I hope this helps. walk through it with a debugger and see what happens when you run the program the second time.
Code:
#include <iostream>
#include <fstream>
char MY_STRING[] = "Lets talk about files[:>)\n";
void error(){std::cout << "Something bad happened";system("pause"); exit(1);}
const unsigned int data_buffer_size = 30;
int main()
{
char data[ data_buffer_size ]; //data buffer
std::cout << MY_STRING;
system("pause");
std::cout << "Lets make a file\n";
std::fstream FILE;
//I'm using fstream because it is both an input and output stream.
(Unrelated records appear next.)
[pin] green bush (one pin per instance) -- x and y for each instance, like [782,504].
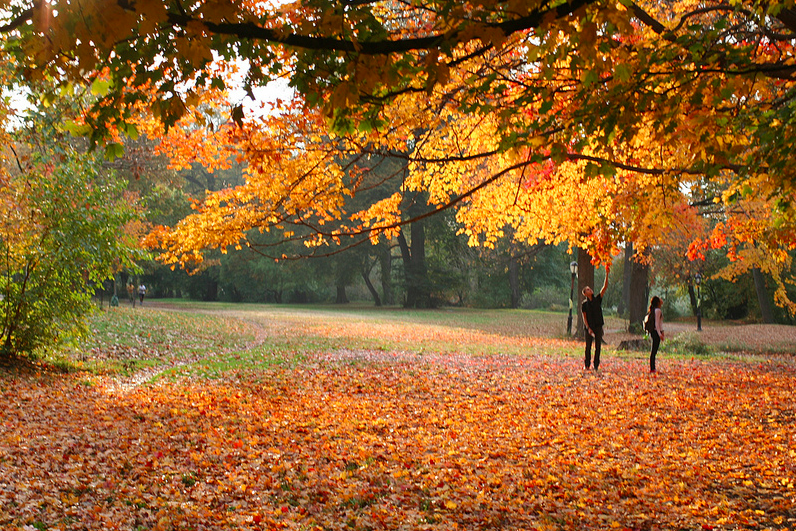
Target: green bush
[61,226]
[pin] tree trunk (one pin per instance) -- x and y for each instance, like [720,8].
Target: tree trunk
[369,284]
[514,281]
[585,278]
[415,271]
[637,303]
[692,298]
[385,264]
[627,271]
[341,296]
[762,296]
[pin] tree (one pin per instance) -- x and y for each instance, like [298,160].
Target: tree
[62,235]
[502,109]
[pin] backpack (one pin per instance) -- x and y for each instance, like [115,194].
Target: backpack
[649,322]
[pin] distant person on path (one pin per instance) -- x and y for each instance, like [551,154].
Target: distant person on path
[656,330]
[131,293]
[593,321]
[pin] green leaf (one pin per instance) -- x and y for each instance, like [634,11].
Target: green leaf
[114,151]
[100,87]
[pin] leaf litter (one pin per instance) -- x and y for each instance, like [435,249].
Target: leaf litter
[376,439]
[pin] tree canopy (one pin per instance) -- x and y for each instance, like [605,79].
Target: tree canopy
[588,122]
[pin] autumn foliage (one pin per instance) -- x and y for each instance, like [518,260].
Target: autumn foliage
[339,437]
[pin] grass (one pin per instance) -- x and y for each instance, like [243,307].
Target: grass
[207,340]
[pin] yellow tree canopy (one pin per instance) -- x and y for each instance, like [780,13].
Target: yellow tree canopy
[589,121]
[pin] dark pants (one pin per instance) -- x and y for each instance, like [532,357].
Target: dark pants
[598,342]
[656,342]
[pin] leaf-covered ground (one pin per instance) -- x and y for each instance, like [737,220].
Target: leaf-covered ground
[321,425]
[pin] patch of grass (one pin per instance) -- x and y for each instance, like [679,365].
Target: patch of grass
[687,344]
[124,340]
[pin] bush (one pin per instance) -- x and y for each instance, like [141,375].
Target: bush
[60,237]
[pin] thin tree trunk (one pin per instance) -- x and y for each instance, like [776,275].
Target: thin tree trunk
[373,292]
[385,264]
[514,281]
[762,296]
[638,295]
[342,298]
[585,278]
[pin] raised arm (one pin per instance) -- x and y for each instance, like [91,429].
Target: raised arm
[605,284]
//You can read and write to the same file. but lets keep it simple.
//Different ways to open a file.
//std::ios:: ... unsigned int type
// app, append
// ate, open and seek to the end of file
// binary, I/O to be done in binary mode
// in, Open for read only access
// out, open for write access
// trunc, truncate file to 0 - length
/////////////////////////////////////////////////
FILE.open("FILENAME", std::ios::out | std::ios::app);
//Default includes std::ios::text.
if(FILE.is_open()){
//My File has been opened. Lets do something with it.
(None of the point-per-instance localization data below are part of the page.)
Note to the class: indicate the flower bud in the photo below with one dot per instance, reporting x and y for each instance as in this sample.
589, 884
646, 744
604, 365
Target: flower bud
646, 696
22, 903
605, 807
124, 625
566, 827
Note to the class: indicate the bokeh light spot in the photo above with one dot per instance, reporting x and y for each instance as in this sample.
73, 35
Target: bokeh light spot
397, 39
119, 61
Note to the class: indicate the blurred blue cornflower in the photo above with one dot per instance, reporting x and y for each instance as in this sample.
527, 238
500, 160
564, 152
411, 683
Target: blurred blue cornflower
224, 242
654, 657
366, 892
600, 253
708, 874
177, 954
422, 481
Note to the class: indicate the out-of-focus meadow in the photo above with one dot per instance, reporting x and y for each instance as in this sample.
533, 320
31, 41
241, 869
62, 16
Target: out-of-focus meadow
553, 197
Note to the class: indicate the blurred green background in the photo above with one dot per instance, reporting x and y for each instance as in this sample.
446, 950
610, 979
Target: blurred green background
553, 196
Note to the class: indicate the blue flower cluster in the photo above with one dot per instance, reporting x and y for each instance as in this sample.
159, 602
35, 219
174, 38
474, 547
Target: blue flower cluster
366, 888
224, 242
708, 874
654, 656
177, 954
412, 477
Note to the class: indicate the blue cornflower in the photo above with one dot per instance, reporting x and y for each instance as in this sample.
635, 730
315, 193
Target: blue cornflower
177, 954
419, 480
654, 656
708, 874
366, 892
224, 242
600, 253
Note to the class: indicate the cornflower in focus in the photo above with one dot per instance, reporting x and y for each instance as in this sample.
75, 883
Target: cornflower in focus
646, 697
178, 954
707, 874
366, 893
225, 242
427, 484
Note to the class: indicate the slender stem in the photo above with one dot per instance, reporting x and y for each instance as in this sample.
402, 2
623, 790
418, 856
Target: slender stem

FILE << MY_STRING << std::endl;
//is ALMOST the same as
FILE.write(MY_STRING, strlen(MY_STRING));
//Error check
if(FILE.bad())
error();
//So everything went well.
FILE.close();
}else{
error();
}
//Now lets read from the file.
FILE.open("FILENAME", std::ios::in);
if(FILE.is_open()){
for( int LINE_NUMBER = 0; !FILE.eof(); LINE_NUMBER++){
//This reads 1 line from the file to the buffer.
FILE.getline(&data[0], data_buffer_size);
std::cout << LINE_NUMBER << ": " << data << std::endl;
}
FILE.close();
}
system("pause");
return 0;
}
also try changing 'MY_STRING' to more than 30 chars and see what happens.